Add an option to give git-annex a path to a RAM disk, and an option to set the maximum space to be used there. git-annex often knows the size of the files it is downloading, since it's part of the key, so can determine in advance if a tempfile of that size would fit on the RAM disk. One could instead symlink .git/annex/tmp/
to a RAM disk, but this could cause memory overflow if a large file is transferred.
Related: keep git-annex branch checked out?, transitive transfers
What benefit would that give?
When the transfer is complete, the file will be moved over to
.git/annex/objects
. On the same file system, that's a simple operation; across file systems, that's effectively a copy.In both cases, the file gets written to disk once. In the original case, it's up to the operating system when to start writing the data to disk (that is, unless the file is flushed by git-annex, which I don't have reason to assume it does). With a RAM disk inbetween, the file would be copied only when it's transferred completely (and then needs to be moved once more to not show up as an incomplete file at its final location). With the original setup, if the operating system has RAM to spare, it can do roughly that already (not start writing until the file is closed). When it's under pressure, it will flush the file out as soon as possible.
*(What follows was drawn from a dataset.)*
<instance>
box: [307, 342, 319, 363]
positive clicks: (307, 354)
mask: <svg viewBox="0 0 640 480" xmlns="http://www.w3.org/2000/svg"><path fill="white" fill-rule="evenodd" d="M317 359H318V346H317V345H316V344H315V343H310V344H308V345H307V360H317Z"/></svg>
Is there any performance issue you see that'd be solved using the RAM disk? If so, that might be indicative of something git-annex can do without starting to mount around (eg. remove any syncs / flushes that sneaked into the tempfile saving process, or use fallocate to tell the OS of the size to come).
.git/annex/objects
: e.g. when chunking is used along with parallel downloads, chunks might go into separate temp files before being merged. I was also thinking of use cases from let external remotes declare support for named pipes, like git-annex-cat, where key contents is processed but not saved.The chunks case should fold into the original one if git-annex merges the chunks using ioctl_ficlonerange, but admittedly that is a) not portable (but neither is mounting a RAM-disk) and b) will only work on some file systems.
I don't understand the applications in named pipes well enough to comment there (will have to read up a bit).
But more generally, I'd gut-feeling-expect that if all is properly advertised (possibly by a fcntl, but RWH_WRITE_LIFE_SHORT doesn't quite seem to be it) and no fsyncs are sent (like eatmydata does), any file should behave like that until a file system action is performed that forces it to be committed to disk -- or the kernel decides that it'd better use that RAM for something else, but that's what it can probably do best.
I'm not sure the approach of screening (and possibly patching) data producers to not fsync (on some systems, closing might be an issue too, and that's where it gets more complex) is better than putting things to a RAM disk, I just think it's an alternative worth exploring.
When git-annex downloads chunks, it downloads one chunk at a time (no parallelisation downloads of chunks of the same key) to either a temp file or a memory buffer, decrypts if necessary, and then appends the chunk to the destination file.
Since chunks are often stored entirely in ram, the chunk size is typically a small fraction of ram. It seems unlikely to me that the kernel would often decide to unncessarily flush a small write to a temp file out to disk and drop it from the cache when the very next operation after writing the file is reading it back in.
chrysn's analysis seems right.
Also, this smells of premature optimisation, and tying it to features that have not even been agreed on, let alone implemented, makes it kind of super low priority?